Après Lost, une incursion au cinéma douteuse (Prometheus), le scénariste Damon Lindelof revient sur la télé par la grande porte avec une adaptation HBO d'un roman de Tom Perotta - qui coscénrise la série -, Les disparus de Mapleton. Pourquoi parler du scénariste avant tout ? Parce qu'actuellement, si le cinéma a une chose à envier à la télé, c'est bien l'écriture.
De quoi parle-t-on ici ? De la disparition soudaine et inexplicable de 2% de la population mondiale ? Non, de l'après - trois ans pour être précis - pour les habitants d'une petite ville de l'état de New York, Mapleton. Les films catastrophe ont toujours été chiants. Les post-apo beaucoup moins. Car c'est de cela qu'il s'agit. D'une société composée d'individus fracassés dans leurs croyances, leurs façon de vivre, leur foi en l'avenir. Quand on cesse d'espérer, comment construire quelque chose ?

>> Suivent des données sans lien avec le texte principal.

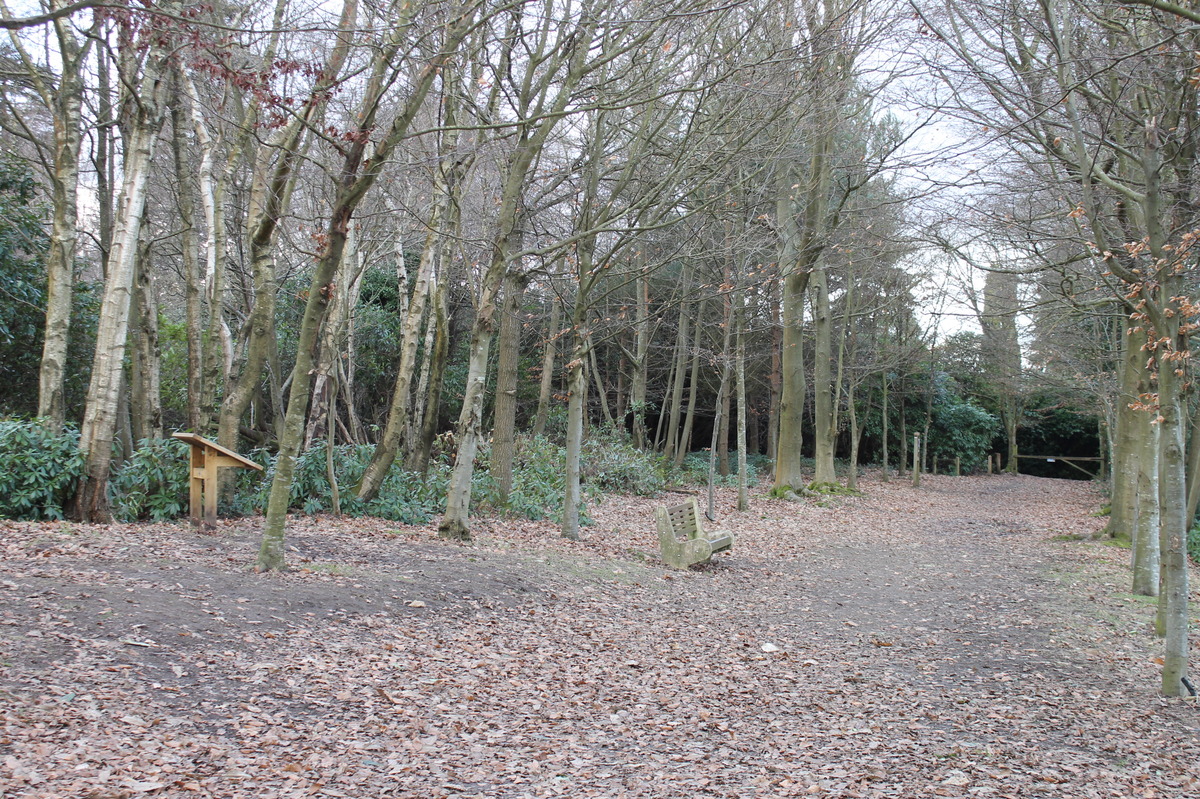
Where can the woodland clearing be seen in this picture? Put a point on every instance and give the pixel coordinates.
(966, 638)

Si le thème du deuil, évidemment omniprésent, est traité avec beaucoup de justesse, c'est finalement le discours sur la quête de sens, l'importance de la famille, notre animalité intériorisée, l'engagement, l'acceptation de notre propre impuissance, qui prend le pas et donne sa valeur à sa série. Dès lors, elle devient, comme Lost, une série métaphorique puissante, une fable philosophique moderne. Elle accepte pleinement de ne pas chercher à tout expliquer, ou à boucler un scénario qui n'en a pas besoin.
Cela passe par des personnages inoubliables que l'on aime dès leur première scène, tout autant par leur écriture que par la qualité de leurs interprètes. Il faut les voir souffrir, aimer, errer devant nous , chacun à leur façon, chacun à sa place. On peut voir en chacun d'eux un décalque, ou plutôt une extension des personnages de Lost, poussés à leurs paroxysmes, face à leurs dilemmes existentiels. Kévin, Jack ultime, en quête de sens, tente d'aider les autres pour mieux dissimuler ses propres souffrances. Matt, renvoie à Locke, avec sa femme en fauteuil, en passant à travers une série d'épreuves de sa foi.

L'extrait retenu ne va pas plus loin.